While wheel misalignment happens when suspension components are not properly angled, tire imbalance occurs when the weight of your car isn’t properly distributed on all four tires.

Such improper weight distribution can lead to excessive shaking, especially when you drive above 55 mph. To make matters worse, imbalanced tires can wear out prematurely, creating dangerous driving conditions that can only be remedied with entirely new tires.

Why Is My Car Shaking When I Stop?

If the vehicle shakes or the engine shudders a lot when stopped at a stoplight, or when parked with the engine idling, it might indicate the motor mounts or transmission mounts are damaged or broken. If the shaking decreases, it’s a strong indicator the engine’s motor mounts need to be inspected by a mechanic.

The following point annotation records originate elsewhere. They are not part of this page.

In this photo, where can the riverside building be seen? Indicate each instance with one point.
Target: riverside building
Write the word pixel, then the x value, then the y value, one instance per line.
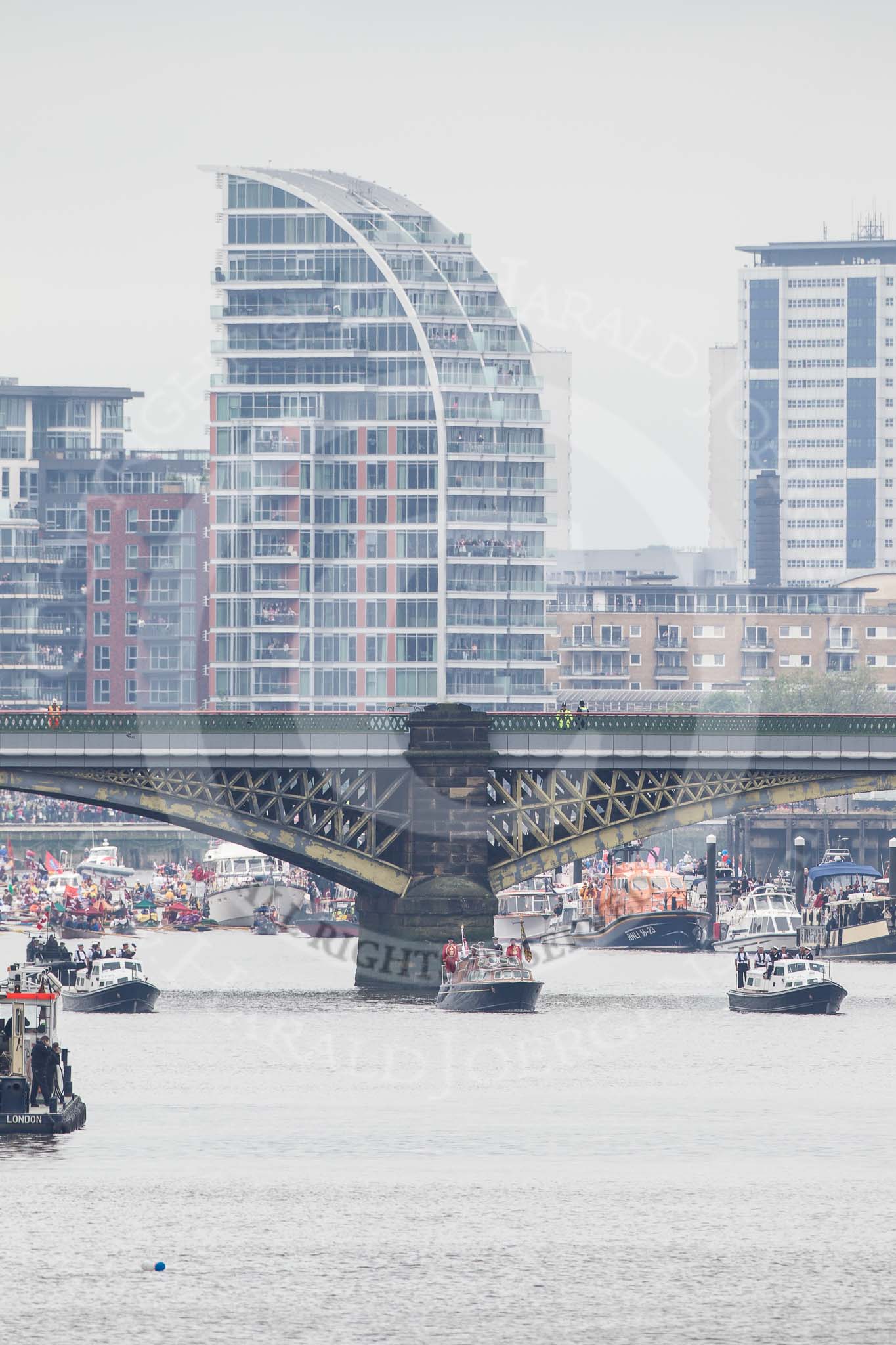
pixel 54 441
pixel 637 630
pixel 382 464
pixel 816 437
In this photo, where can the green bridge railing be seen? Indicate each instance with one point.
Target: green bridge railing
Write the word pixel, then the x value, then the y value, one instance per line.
pixel 398 721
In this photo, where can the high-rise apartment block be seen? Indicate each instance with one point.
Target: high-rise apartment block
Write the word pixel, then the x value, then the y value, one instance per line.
pixel 816 353
pixel 147 606
pixel 382 464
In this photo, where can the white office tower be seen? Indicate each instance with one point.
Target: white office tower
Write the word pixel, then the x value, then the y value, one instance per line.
pixel 382 470
pixel 727 478
pixel 816 349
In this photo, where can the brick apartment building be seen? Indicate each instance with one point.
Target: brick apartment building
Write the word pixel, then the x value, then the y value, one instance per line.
pixel 643 632
pixel 147 583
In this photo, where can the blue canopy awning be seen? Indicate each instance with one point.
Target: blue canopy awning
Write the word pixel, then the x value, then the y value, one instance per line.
pixel 843 870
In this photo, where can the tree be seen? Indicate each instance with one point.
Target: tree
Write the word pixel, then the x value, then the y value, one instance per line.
pixel 803 692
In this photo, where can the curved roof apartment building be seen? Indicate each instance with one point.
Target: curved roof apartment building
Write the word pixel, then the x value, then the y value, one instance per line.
pixel 382 477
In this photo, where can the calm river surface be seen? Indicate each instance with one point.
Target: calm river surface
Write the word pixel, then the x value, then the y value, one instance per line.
pixel 631 1164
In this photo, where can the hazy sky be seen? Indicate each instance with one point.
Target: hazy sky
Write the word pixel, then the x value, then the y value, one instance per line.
pixel 605 163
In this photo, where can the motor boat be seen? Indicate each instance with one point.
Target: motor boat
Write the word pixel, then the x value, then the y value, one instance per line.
pixel 102 861
pixel 112 985
pixel 526 911
pixel 30 1011
pixel 245 880
pixel 765 917
pixel 46 953
pixel 848 917
pixel 481 979
pixel 796 985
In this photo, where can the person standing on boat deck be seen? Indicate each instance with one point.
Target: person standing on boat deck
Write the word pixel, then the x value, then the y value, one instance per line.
pixel 742 965
pixel 41 1067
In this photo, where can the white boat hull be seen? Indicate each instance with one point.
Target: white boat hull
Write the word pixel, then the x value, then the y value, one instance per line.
pixel 752 942
pixel 236 907
pixel 507 929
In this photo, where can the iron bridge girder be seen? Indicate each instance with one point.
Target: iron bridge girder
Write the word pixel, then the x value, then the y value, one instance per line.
pixel 544 818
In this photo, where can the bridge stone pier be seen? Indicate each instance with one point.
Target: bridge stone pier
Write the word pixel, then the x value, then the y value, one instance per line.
pixel 427 814
pixel 449 854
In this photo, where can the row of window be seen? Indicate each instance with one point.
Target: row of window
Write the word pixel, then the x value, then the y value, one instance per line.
pixel 158 692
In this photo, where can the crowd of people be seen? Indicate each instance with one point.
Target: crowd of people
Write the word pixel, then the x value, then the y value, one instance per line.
pixel 35 810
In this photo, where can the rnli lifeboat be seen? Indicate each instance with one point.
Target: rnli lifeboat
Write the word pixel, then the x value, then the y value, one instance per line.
pixel 639 907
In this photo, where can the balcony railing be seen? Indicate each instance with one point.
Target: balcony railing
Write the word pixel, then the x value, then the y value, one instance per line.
pixel 671 642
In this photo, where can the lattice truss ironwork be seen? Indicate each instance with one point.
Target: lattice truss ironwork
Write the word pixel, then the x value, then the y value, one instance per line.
pixel 535 808
pixel 363 808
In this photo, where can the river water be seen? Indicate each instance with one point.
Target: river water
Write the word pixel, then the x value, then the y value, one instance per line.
pixel 630 1164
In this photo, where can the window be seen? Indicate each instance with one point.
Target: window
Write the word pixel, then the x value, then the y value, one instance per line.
pixel 375 682
pixel 414 684
pixel 416 649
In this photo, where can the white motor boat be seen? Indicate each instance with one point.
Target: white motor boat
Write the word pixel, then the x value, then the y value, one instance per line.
pixel 528 906
pixel 245 880
pixel 102 862
pixel 766 916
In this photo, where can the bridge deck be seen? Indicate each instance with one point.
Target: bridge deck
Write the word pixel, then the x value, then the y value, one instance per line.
pixel 775 741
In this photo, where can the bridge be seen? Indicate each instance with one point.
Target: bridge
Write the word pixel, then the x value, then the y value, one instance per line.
pixel 427 814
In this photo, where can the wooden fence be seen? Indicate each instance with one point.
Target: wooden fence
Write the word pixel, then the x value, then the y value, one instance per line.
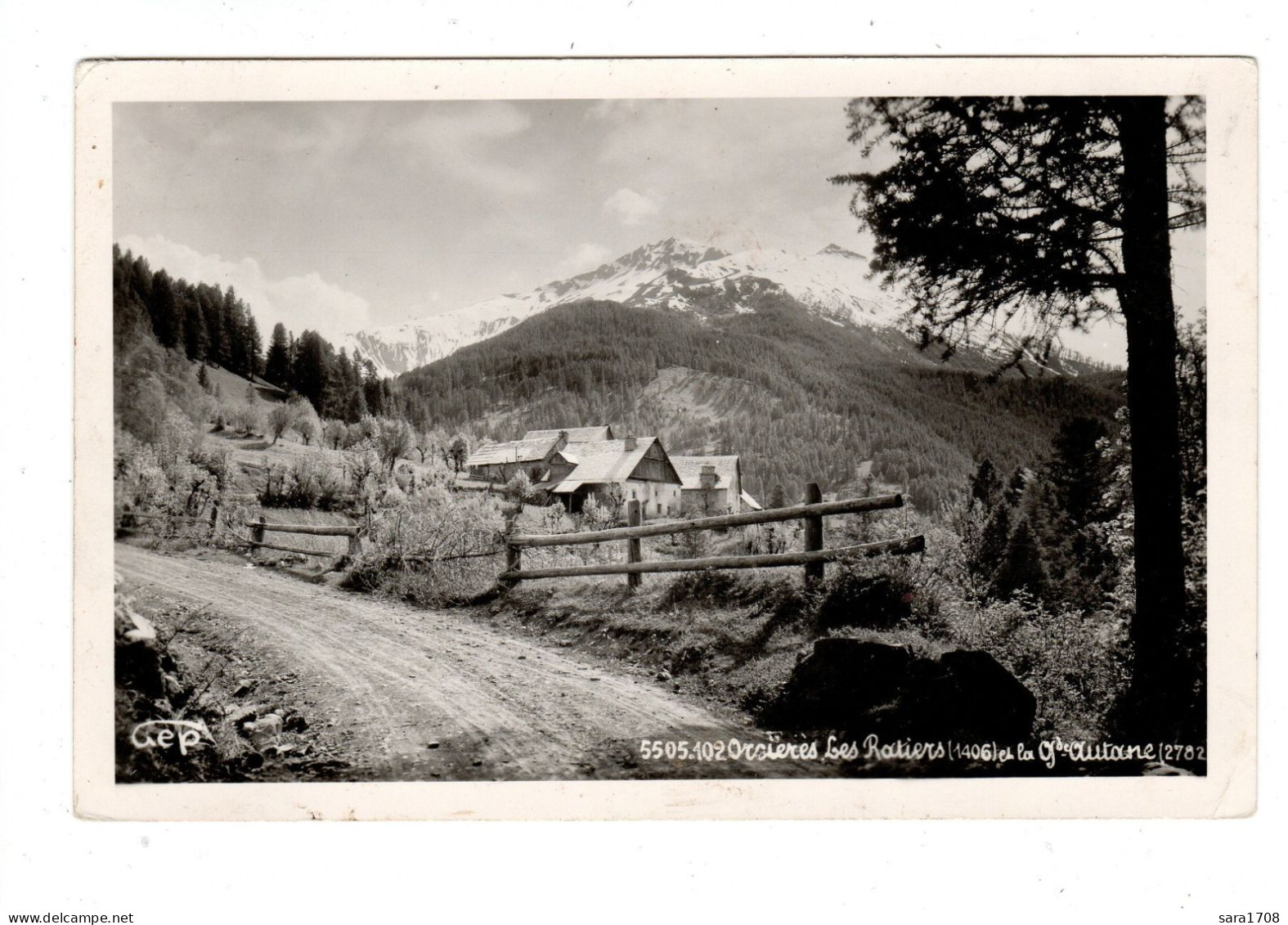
pixel 813 557
pixel 259 528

Why Is My Car Shaking When Idle?

Your car shakes every time you stop, but you definitely don’t live near an earthquake-prone area! While a shaky idling car can certainly feel like an earth-rumbling tremor, it can also indicate a problem with the engine.

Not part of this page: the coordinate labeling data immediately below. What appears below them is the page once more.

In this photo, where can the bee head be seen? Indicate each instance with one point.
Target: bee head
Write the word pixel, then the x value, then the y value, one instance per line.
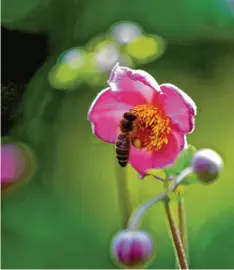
pixel 129 116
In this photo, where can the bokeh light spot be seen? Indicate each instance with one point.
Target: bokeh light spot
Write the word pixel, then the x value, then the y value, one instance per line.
pixel 12 163
pixel 17 164
pixel 74 58
pixel 125 32
pixel 146 48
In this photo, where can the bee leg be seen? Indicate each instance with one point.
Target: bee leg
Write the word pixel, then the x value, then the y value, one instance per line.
pixel 136 142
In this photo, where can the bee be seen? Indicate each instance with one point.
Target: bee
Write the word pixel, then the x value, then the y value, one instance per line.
pixel 123 143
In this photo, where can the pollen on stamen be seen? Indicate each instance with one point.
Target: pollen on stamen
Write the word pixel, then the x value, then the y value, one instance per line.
pixel 153 127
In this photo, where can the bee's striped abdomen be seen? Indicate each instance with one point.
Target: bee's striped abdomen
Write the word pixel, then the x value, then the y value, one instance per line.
pixel 123 148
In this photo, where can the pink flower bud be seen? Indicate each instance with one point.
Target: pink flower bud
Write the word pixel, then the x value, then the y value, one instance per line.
pixel 207 164
pixel 132 248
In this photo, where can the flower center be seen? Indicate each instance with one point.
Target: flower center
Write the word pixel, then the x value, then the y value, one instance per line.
pixel 152 127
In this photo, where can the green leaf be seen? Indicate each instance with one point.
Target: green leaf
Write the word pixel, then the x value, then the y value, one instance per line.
pixel 183 161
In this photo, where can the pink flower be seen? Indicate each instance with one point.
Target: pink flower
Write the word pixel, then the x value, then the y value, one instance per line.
pixel 164 115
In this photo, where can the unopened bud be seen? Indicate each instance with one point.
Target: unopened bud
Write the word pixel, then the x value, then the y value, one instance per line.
pixel 207 164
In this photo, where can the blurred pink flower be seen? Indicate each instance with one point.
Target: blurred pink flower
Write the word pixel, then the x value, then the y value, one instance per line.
pixel 164 115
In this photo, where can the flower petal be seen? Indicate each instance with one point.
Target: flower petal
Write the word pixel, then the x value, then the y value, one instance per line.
pixel 135 86
pixel 178 106
pixel 142 160
pixel 105 114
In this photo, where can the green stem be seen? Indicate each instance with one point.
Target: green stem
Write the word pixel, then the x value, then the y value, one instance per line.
pixel 125 203
pixel 175 236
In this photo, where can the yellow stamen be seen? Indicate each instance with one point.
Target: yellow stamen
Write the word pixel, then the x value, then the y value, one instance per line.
pixel 153 127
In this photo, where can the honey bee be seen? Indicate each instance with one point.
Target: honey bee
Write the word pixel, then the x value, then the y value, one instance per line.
pixel 123 143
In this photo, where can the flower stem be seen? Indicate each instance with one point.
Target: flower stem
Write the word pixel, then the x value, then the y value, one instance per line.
pixel 182 222
pixel 123 194
pixel 176 236
pixel 135 218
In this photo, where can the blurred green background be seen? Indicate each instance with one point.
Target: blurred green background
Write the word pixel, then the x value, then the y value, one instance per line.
pixel 66 215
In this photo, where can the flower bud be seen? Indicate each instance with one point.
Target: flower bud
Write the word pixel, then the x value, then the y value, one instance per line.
pixel 206 164
pixel 132 249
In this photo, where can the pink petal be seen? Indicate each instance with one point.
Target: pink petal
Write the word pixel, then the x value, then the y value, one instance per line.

One common cause of shaking while idling can be loose engine mounts. Engine mounts are the connections between your engine and your car they keep your motor safely attached while dampening vibrations produced by your engine. When those connections wear out, you’re more likely to feel the vibrations.

Alternatively, a car that shakes when idle may have faulty fuel injectors, worn-out spark plugs, or a bad timing belt. Some of these engine troubles can be corrected with a standard engine service or fuel system cleaning, but others may require more extensive engine repair.

Why Is My Car Shaking When I Accelerate?

Loose or damaged engine mounts may also be to blame if your car shakes when accelerating. As previously mentioned, damaged and loose engine mounts can’t efficiently absorb the vibrations produced by your cranking engine, so you’re likely to feel them when you step on the gas.

In some cases, a misaligned steering and suspension system could cause your steering wheel to shake when you accelerate. These two issues feel similar to you, the driver, but they have very different solutions.